Position 1173 is the last nucleotide of exon 7 and, of course, position 1174 is the first nucleotide of exon 8. Hence, position 1174+1 does not exist. The description is invalid in that the insertion point is not between two adjacent nucleotides and the latter position is also invalid.

Descriptions errors of this type ought to be more elegantly handled.
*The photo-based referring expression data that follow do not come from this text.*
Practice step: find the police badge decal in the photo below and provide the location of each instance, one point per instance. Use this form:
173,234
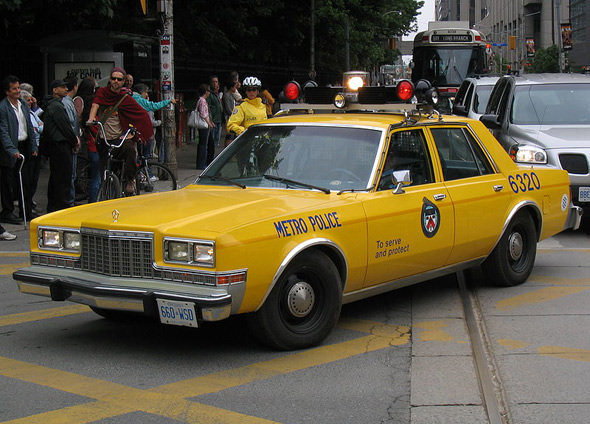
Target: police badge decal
430,218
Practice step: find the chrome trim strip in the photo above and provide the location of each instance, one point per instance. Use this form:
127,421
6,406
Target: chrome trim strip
407,281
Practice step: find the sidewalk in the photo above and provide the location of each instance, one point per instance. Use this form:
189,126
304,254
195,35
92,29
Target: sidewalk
186,173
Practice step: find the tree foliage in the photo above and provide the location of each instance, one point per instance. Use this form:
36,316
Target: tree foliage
276,33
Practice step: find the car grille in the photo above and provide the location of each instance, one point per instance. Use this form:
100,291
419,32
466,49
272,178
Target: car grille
119,254
122,254
573,163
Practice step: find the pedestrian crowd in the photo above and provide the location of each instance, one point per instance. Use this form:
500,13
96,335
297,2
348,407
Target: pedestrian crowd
62,125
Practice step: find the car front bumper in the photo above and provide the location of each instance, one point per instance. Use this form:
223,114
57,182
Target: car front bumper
213,303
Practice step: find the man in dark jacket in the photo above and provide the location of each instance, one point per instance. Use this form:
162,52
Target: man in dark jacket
58,142
16,142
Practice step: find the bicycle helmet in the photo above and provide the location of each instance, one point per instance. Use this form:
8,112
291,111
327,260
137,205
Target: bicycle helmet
252,82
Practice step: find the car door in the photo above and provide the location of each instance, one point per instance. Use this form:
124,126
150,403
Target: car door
409,231
498,107
480,195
Peter-J-Freeman commented 1 year ago

@leicray.

OK, there is more than one issue with the description. I have added a quick bug fix and the first warning we will generate is

GRCh38 mapping

"validation_warnings": [ "insertion length must be 1" ],

For NM_207122.2:c.1173_1174+1insAT, the insertion length is 2 bases.

I also tested NM_207122.2:c.1174_1174+1insAT

Validates and is not spotting that the 1174+1 is not a valid position. This needs to be corrected first.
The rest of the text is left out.